En El diario de un arribista
escribió Mrozek que “vivimos en una época de guasa, autoironía y parodia”, y
eso vale para el pasado y para nuestro presente rabioso, tanto en el este como
en el oeste.
Un héroe
[Minicuento - Texto completo.]
Slawomir Mrozek
Un buen día, paseando por la orilla de un río, vi de pronto a un niño
escucha que se estaba ahogando. Conozco el lugar, no es profundo, así que
decidí salvarlo en cuanto se reuniera un poco más de público. Me senté en un
banco a esperar. El niño escucha gritaba de lo lindo, por lo que al cabo de
poco se congregó en la orilla un nutrido grupo de gente. Esperé un poco más
para que el público estuviera al completo, entonces me levanté, me acerqué al
agua y animado por los gritos de admiración me puse a quitarme lentamente el
zapato izquierdo. El público me aplaudió. Estaba ya en calcetines cuando me di
cuenta de que un sinvergüenza también se disponía a desnudarse. Me puse
furioso.
–Yo estaba aquí
primero –le dije.
Y él me
contestó:
–¿Es tuyo el
niño escucha o qué? –y se puso a quitarse el chaleco.
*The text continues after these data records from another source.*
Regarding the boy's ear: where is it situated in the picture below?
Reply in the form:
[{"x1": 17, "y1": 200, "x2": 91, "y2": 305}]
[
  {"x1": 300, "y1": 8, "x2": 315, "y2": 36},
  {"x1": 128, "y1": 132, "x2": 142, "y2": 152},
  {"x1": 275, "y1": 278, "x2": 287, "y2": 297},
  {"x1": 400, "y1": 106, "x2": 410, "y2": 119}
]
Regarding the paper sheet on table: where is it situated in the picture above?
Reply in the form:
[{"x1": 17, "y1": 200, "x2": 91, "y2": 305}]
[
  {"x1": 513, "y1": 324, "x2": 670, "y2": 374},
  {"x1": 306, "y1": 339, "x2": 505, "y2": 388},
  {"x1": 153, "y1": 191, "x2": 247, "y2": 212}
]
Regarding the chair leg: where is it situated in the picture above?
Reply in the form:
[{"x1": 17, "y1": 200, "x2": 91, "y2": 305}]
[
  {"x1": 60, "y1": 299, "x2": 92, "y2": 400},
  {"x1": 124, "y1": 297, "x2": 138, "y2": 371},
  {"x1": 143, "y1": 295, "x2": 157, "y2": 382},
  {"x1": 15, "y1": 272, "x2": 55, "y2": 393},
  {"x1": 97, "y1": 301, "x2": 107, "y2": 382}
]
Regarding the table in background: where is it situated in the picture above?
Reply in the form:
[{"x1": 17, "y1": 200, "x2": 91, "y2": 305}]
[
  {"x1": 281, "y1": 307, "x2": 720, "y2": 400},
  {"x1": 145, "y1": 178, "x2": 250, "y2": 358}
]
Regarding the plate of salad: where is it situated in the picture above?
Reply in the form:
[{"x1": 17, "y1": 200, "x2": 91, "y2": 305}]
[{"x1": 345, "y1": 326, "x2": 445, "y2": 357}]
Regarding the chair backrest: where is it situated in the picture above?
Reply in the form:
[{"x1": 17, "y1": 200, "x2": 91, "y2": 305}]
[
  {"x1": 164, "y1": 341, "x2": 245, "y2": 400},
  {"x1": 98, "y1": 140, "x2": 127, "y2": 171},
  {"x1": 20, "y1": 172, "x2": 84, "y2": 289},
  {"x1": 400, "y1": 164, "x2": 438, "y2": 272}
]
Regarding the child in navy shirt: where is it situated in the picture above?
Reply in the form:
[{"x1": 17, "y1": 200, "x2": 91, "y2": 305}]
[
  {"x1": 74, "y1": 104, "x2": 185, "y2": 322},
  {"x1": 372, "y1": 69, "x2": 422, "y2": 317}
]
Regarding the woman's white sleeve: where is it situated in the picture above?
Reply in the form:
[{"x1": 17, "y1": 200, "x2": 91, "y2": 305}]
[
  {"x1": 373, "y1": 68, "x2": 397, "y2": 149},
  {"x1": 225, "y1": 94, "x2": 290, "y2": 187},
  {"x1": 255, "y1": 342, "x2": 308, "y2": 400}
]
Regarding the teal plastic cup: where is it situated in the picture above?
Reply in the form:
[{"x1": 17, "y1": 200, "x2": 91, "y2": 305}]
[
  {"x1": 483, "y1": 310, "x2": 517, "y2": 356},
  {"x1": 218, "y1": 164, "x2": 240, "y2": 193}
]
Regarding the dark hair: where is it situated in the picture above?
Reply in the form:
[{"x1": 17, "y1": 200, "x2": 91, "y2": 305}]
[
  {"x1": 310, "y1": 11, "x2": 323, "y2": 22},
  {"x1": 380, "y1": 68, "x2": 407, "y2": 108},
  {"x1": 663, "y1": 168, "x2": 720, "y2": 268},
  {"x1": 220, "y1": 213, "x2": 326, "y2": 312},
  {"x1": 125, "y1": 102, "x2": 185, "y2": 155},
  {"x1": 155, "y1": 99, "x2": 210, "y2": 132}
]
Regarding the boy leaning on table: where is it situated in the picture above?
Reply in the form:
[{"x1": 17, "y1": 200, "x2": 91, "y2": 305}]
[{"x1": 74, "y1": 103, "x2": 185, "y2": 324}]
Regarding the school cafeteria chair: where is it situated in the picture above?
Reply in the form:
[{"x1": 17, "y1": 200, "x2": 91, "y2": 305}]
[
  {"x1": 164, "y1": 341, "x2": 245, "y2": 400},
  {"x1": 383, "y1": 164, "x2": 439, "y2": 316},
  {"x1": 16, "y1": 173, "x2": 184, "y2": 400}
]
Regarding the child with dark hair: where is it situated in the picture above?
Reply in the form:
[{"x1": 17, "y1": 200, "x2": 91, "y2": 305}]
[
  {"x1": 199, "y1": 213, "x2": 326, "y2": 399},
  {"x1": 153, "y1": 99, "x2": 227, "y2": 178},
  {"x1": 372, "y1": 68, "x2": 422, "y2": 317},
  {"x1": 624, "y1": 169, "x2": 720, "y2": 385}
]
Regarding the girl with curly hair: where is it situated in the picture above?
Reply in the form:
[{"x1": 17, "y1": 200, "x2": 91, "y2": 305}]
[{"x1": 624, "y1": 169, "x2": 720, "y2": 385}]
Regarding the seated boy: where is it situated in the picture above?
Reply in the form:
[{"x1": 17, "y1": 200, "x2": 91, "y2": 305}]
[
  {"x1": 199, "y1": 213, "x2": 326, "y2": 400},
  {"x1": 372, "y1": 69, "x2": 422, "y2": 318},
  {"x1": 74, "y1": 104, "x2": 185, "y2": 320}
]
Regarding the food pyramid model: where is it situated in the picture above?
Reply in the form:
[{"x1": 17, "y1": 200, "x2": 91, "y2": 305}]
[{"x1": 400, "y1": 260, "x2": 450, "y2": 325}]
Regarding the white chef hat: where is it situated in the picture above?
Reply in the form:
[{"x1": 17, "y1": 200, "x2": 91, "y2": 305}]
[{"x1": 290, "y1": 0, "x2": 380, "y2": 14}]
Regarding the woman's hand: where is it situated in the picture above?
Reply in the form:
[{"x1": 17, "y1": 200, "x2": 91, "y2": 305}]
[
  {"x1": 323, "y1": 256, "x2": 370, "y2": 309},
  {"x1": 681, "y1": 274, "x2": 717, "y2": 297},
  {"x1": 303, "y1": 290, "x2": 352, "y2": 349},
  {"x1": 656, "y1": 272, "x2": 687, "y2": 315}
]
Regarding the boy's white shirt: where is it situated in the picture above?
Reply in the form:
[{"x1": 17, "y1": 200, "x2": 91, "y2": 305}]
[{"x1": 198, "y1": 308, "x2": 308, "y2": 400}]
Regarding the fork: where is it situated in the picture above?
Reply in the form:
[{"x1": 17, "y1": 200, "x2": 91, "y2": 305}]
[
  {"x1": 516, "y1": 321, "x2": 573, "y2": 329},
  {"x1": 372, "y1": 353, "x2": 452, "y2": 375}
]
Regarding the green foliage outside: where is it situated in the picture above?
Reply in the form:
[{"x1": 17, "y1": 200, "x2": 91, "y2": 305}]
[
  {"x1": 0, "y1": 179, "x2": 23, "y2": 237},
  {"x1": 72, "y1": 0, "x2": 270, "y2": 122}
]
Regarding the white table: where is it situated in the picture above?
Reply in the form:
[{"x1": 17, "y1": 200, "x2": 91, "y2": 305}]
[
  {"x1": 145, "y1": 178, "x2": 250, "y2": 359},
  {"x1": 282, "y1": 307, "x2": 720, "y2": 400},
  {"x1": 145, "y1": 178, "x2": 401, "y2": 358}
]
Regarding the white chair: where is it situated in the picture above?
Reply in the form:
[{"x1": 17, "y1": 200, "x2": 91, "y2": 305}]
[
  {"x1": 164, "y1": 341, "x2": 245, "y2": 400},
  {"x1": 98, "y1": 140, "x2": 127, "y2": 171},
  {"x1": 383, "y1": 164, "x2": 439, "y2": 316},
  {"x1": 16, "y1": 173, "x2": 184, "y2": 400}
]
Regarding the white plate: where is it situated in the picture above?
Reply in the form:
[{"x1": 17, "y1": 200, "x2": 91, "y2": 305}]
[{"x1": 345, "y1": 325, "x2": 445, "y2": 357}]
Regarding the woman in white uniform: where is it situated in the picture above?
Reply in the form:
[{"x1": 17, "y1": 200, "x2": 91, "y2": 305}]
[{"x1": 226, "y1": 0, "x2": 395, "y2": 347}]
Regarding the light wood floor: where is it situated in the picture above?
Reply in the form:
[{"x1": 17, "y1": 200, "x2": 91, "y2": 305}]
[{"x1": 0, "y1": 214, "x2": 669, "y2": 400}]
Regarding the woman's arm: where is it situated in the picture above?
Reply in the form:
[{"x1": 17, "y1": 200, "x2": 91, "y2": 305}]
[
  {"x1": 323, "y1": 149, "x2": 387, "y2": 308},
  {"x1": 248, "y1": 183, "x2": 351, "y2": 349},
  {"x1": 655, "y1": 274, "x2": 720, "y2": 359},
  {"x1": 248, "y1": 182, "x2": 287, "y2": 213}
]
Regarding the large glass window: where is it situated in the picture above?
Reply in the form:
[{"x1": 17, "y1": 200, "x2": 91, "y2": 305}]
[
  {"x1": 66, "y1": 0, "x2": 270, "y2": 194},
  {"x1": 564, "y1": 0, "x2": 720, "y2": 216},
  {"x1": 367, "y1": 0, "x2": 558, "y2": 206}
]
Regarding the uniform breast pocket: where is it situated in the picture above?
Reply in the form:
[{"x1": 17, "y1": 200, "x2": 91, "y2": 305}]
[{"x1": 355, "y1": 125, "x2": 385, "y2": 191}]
–¡Tiene razón! –se dejaron oír unas voces entre el público–. ¡El niño
escucha es de todos!
–Deja esos pantalones –le dije–. Tú aún no estabas en este mundo cuando yo
ya salvaba niños escuchas.
–Habrás salvado
a tu abuela –me contestó en un tono insultante.
–Y tú a tu tía.
Vete a hacer puñetas y deja en paz al niño escucha.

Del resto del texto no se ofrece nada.